A Copa do Mundo de 2026 tem sido marcada não apenas pelas disputas dentro de campo, mas também por manifestações políticas nas arquibancadas e nos arredores dos estádios. Em diferentes cidades-sede do torneio, torcedores e ativistas utilizaram a visibilidade do maior evento do futebol mundial para expressar solidariedade ao povo palestino diante do genocídio perpetrado por Israel na Faixa de Gaza.
A primeira manifestação pró-Palestina ocorreu justamente na abertura do evento nos EUA, quando um dos artistas que se apresentaram tocando tambor, colocou um lenço palestino por cima das roupas.
Um dos episódios mais simbólicos ocorreu em Toronto, antes da partida entre Canadá e Bósnia e Herzegovina. Torcedores bósnios entoaram repetidamente palavras de apoio à Palestina nos arredores do estádio.

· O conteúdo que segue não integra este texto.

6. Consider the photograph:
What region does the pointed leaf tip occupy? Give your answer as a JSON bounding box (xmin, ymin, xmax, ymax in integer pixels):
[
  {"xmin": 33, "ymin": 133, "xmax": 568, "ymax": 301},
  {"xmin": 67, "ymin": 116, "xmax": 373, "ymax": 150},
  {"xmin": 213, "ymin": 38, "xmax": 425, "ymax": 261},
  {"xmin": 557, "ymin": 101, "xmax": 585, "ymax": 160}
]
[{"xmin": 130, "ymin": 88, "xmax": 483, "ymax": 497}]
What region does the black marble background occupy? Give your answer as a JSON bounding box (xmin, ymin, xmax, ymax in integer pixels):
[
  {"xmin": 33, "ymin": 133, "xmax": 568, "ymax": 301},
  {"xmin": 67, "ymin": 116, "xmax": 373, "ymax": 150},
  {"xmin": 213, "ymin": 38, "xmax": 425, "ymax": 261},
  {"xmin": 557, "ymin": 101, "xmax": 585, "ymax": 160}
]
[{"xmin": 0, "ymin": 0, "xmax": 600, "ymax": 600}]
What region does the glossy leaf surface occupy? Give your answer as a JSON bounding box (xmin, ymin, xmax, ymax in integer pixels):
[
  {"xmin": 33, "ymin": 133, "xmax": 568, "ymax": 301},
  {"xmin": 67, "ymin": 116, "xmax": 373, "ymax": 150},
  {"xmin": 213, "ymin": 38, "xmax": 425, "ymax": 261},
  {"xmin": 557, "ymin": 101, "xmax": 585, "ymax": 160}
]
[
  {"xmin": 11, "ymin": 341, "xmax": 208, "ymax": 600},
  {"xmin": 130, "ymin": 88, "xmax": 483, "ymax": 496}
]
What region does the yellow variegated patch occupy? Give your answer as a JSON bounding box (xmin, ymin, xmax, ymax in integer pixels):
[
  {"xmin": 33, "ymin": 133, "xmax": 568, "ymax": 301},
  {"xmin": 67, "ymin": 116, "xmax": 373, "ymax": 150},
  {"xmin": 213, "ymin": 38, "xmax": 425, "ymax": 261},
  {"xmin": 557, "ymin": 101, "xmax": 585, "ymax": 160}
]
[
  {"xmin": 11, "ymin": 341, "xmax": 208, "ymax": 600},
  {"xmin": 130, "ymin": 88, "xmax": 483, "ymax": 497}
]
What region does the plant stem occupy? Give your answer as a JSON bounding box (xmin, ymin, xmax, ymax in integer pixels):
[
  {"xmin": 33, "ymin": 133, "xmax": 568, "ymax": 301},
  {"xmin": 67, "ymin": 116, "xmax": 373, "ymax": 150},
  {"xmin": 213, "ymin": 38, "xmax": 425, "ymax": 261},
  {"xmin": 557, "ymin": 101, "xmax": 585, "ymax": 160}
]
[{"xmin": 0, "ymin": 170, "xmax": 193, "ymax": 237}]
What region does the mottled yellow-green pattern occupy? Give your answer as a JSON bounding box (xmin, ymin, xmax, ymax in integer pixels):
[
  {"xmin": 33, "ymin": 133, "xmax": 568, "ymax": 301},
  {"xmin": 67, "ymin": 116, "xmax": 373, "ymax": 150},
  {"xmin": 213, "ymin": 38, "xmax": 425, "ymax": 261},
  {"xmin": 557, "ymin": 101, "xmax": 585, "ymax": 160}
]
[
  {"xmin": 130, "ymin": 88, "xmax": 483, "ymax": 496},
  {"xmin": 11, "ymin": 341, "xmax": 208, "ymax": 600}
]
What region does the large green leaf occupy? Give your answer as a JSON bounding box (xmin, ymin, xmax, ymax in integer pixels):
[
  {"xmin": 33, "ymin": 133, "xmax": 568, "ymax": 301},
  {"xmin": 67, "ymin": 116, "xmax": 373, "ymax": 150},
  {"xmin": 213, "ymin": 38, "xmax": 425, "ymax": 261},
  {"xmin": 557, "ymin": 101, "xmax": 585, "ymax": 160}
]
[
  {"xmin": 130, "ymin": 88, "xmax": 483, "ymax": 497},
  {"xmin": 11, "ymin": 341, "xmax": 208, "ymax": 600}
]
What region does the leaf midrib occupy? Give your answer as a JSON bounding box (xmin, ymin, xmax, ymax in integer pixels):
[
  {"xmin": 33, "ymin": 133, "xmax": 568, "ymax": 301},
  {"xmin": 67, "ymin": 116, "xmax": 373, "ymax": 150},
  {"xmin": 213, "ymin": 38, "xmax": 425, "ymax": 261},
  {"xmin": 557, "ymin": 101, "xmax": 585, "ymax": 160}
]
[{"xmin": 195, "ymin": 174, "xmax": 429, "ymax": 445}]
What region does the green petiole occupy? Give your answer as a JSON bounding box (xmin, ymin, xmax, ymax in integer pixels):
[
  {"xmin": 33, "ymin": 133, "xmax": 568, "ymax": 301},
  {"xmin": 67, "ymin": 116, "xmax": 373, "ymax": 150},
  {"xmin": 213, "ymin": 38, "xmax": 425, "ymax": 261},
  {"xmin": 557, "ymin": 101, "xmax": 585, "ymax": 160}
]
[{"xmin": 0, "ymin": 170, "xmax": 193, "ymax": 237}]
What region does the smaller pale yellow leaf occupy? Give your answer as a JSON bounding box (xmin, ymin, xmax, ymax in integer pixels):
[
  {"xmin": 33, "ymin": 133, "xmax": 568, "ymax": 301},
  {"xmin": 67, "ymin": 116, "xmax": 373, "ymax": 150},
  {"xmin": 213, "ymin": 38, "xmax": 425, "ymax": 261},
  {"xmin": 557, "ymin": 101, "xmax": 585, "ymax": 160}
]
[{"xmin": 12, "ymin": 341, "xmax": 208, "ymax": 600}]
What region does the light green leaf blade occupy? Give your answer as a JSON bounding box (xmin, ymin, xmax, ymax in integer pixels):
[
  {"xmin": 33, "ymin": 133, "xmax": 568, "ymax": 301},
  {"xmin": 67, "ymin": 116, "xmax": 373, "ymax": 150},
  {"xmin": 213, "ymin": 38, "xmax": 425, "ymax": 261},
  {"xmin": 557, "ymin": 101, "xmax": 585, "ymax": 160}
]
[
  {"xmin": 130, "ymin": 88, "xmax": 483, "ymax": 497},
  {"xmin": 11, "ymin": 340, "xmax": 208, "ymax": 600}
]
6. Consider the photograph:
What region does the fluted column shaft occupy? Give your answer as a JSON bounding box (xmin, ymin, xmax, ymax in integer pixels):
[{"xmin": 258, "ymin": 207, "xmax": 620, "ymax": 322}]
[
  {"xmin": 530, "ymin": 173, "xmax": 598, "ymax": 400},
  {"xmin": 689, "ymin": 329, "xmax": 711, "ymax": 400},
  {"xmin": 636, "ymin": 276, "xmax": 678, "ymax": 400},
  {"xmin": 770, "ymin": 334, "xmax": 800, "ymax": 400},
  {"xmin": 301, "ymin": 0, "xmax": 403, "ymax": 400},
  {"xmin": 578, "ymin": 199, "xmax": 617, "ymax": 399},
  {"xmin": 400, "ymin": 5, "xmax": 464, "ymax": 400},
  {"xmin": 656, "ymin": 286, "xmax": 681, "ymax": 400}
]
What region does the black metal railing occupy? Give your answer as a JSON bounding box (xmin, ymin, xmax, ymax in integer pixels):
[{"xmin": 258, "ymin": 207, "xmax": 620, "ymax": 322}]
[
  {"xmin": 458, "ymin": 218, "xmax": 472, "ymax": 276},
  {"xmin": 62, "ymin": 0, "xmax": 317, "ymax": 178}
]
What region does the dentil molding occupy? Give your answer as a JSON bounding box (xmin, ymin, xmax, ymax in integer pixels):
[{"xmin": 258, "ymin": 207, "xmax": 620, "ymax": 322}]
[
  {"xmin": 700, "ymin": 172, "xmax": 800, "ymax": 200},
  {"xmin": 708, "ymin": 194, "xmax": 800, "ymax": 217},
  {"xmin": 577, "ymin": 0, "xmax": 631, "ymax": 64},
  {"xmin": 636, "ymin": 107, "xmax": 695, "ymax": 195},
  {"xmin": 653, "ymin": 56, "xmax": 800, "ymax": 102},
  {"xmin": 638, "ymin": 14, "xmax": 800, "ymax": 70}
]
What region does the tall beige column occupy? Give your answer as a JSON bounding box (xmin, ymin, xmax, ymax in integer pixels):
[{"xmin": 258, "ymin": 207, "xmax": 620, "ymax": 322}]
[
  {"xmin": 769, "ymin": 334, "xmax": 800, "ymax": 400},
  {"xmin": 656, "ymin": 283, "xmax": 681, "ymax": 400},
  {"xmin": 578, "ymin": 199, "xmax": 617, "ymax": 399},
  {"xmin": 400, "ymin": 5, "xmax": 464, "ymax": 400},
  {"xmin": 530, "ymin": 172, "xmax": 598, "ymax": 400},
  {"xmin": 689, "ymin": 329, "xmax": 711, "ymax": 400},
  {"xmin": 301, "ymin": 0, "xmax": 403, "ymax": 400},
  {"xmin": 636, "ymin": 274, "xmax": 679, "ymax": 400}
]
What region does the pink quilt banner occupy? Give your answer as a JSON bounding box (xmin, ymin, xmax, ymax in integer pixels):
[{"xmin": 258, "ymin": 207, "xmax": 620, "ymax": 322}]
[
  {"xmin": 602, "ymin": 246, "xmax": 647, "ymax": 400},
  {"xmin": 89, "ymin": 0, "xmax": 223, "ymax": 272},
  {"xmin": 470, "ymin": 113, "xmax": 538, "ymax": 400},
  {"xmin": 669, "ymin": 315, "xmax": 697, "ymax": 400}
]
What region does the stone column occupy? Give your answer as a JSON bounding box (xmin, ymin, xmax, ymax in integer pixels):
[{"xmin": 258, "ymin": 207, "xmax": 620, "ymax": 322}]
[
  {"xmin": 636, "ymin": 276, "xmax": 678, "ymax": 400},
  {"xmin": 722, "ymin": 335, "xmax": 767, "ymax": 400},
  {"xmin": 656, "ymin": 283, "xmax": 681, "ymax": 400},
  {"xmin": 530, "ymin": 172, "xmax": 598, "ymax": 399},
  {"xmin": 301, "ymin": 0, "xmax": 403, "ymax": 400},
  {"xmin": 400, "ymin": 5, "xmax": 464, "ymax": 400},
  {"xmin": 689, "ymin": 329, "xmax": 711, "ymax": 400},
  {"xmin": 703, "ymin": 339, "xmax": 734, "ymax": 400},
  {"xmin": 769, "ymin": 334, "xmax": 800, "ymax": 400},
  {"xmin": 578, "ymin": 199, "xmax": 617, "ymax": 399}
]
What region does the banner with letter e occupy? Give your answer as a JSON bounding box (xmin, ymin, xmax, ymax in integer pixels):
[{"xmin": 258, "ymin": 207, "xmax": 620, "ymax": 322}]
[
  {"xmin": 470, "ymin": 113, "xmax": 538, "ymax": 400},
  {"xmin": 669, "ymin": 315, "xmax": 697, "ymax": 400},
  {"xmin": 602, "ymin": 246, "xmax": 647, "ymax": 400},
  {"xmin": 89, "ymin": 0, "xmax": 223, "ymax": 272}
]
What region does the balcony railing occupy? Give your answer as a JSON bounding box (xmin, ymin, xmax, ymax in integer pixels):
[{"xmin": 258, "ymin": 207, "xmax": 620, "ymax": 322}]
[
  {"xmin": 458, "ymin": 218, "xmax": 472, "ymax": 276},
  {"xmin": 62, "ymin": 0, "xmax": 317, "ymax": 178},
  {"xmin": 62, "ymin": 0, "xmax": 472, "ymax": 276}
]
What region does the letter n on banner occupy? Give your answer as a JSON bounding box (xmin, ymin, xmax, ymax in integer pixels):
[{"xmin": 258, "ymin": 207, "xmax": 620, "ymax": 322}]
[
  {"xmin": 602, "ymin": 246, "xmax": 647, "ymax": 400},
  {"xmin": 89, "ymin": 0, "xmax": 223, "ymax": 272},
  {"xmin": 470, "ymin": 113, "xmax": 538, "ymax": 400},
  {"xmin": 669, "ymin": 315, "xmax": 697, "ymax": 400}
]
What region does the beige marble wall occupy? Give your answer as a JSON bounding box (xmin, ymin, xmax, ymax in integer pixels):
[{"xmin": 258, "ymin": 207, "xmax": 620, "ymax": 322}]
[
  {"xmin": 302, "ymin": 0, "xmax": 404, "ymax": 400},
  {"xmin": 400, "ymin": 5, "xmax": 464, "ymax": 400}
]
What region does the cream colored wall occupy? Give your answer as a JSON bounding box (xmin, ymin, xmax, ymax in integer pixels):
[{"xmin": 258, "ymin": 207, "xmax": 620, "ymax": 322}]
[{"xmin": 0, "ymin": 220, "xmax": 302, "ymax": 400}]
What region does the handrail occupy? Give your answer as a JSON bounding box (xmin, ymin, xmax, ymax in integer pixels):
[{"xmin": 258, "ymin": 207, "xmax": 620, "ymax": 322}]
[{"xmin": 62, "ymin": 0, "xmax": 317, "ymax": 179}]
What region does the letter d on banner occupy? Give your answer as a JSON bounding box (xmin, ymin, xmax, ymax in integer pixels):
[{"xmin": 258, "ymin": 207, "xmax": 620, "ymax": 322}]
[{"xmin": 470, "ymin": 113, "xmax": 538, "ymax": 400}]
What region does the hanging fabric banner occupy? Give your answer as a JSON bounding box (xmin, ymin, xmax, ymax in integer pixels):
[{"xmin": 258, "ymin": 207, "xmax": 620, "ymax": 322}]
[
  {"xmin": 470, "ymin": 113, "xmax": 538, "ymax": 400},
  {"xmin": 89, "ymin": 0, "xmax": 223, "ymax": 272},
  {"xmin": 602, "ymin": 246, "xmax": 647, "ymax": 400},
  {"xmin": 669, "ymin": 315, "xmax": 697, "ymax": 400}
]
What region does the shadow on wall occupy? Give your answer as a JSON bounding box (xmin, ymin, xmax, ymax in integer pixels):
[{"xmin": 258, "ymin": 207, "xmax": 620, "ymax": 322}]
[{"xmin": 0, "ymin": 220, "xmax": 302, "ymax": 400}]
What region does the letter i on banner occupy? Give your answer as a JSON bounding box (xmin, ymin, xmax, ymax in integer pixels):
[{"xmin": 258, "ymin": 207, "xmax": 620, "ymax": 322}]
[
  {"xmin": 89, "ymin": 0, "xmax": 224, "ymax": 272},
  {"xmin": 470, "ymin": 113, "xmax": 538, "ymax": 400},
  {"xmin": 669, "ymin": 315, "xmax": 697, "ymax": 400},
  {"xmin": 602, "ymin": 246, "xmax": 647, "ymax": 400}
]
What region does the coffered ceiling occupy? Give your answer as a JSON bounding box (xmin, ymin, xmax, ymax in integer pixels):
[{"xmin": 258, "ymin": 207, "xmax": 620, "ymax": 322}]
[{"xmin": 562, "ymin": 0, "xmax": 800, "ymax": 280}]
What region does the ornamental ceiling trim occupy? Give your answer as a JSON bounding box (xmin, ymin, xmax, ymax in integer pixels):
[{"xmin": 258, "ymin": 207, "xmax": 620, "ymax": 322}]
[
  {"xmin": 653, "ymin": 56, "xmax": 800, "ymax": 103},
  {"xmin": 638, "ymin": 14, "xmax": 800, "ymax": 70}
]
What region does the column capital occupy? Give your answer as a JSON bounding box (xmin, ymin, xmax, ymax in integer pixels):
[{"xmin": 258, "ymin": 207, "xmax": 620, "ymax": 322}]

Ao mesmo tempo, ativistas canadenses organizaram um protesto exibindo uma grande faixa com a mensagem “Expulsem Israel da FIFA”, além de cartazes em defesa dos direitos dos palestinos.
Entre os manifestantes estavam integrantes do grupo “Judeus por uma Palestina Livre”, que também pediram a libertação do médico palestino Hussam Abu Safiya, detido por forças israelenses em Gaza.
Segundo os organizadores do ato, a manifestação teve como objetivo denunciar o que consideram uma postura permissiva da FIFA em relação à Federação Israelense de Futebol. Os ativistas criticam especialmente a participação de clubes israelenses sediados em territórios palestinos ocupados em competições reconhecidas pela entidade máxima do futebol mundial. Em março deste ano, a FIFA decidiu não adotar medidas contra esses clubes, alegando que o status jurídico da Cisjordânia permanece em disputa no âmbito do direito internacional.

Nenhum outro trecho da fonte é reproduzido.